Henry was determined to have a Roland for an Oliver, and demanded of Becket the resignation of his archdeaconry. After a long delay, the archbishop made this concession, which would have come with a better grace at an earlier period. The new position of Becket, almost an independent one, was well fitted to bring out in high relief the bold and imperious features of his character. From this time, he seems to have discarded the prudence which he must have possessed as a statesman and diplomatist. One of his first measures was an attempt to resume certain grants of church lands made by his predecessors, on the ground that these were in violation of the essential inalienability of church property. On this plea, he required the powerful Earl of Clare to do him homage for a certain domain. The legality of the claim we need not consider; its imprudence was unquestionable. Knights and barons could ill brook the interference of an upstart priest; and the affronted earl had an avenue to the king's ear in a beautiful sister, whose charms had touched his susceptible heart. But the cloud as yet was no bigger than a man's hand. The sun shone bright over head; and when the archbishop met the king at Southampton, on his return to

his English dominions, the two friends, forgetful of every cause of doubt or coldness, rushed into each other's arms. During the several days which they passed together, the concord between them was so great, that the archbishop's enemies did not dare to wag a tongue against him.

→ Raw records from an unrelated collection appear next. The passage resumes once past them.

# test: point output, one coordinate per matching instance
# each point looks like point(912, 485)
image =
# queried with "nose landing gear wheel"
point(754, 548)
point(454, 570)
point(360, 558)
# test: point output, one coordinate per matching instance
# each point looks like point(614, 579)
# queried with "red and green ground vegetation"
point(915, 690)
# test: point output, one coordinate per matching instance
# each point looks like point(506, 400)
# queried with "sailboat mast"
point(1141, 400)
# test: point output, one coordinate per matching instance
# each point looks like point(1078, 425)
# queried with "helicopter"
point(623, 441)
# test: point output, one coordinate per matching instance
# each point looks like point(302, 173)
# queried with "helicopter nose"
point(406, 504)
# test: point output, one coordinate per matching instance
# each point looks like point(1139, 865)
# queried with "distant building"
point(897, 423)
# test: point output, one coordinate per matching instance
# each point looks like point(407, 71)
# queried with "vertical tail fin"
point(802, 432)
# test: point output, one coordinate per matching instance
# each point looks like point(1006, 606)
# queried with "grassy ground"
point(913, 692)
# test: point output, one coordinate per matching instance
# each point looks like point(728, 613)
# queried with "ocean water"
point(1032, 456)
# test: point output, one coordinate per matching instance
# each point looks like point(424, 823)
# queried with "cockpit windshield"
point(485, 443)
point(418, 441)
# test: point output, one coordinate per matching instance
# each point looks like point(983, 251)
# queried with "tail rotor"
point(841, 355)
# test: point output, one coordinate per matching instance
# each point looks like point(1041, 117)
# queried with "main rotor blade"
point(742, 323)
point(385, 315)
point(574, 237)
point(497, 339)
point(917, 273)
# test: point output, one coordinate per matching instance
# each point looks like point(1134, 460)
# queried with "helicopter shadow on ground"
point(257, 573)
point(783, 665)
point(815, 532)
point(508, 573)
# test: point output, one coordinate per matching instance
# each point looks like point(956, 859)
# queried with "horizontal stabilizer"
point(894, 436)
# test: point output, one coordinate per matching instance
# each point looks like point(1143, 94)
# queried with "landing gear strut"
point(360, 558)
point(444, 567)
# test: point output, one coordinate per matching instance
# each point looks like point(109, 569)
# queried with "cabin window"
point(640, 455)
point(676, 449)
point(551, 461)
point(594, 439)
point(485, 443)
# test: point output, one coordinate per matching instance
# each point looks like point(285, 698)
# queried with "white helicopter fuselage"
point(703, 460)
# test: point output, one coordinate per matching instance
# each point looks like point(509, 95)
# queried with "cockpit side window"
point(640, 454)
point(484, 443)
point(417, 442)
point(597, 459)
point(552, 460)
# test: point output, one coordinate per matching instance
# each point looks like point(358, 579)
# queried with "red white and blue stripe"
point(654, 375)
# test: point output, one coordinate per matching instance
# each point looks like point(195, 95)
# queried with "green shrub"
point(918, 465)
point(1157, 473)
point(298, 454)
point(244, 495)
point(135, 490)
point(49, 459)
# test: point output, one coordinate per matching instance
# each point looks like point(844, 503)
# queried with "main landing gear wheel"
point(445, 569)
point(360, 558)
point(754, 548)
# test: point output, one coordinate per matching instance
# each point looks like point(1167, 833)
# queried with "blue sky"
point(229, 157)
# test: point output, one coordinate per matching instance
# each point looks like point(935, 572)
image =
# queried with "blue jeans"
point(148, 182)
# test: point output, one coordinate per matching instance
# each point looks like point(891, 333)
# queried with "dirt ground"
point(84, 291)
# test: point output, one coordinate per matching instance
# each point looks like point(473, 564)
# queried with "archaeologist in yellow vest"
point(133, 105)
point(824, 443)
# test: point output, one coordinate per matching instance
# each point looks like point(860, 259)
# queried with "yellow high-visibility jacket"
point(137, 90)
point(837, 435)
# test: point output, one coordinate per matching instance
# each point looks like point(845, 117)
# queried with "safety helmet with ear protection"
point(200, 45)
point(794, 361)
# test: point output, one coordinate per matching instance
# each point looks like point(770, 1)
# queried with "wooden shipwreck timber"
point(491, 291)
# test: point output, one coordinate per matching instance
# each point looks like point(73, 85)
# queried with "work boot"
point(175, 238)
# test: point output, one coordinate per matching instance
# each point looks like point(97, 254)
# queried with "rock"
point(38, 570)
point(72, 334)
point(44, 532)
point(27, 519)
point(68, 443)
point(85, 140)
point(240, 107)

Alexander, who was recognized as Pope by the kings of England and France, about this time called a general council at Tours. Becket, of course, as primate of England, would not fail to attend. Before his departure, he resigned his young charge, Prince Henry, into his father's hands. After spending a few days with the king, at Rumnel, in Kent, he passed over into Flanders. Not only in the dominions of Henry, but in those of foreign powers, he was received with unbounded demonstrations of courtesy and respect. Princes, nobles, and peasants flocked to meet him, and his journey resembled a triumphal progress. On his approach to Tours, the Pope's court was nearly deserted; the cardinals left the city to welcome him; and when he was presented, the audiencechamber was so thronged, that the pontiff was obliged to retire to another apartment. The archbishop was regarded as the chief member of the council, and procured the ratification of many privileges belonging to his church.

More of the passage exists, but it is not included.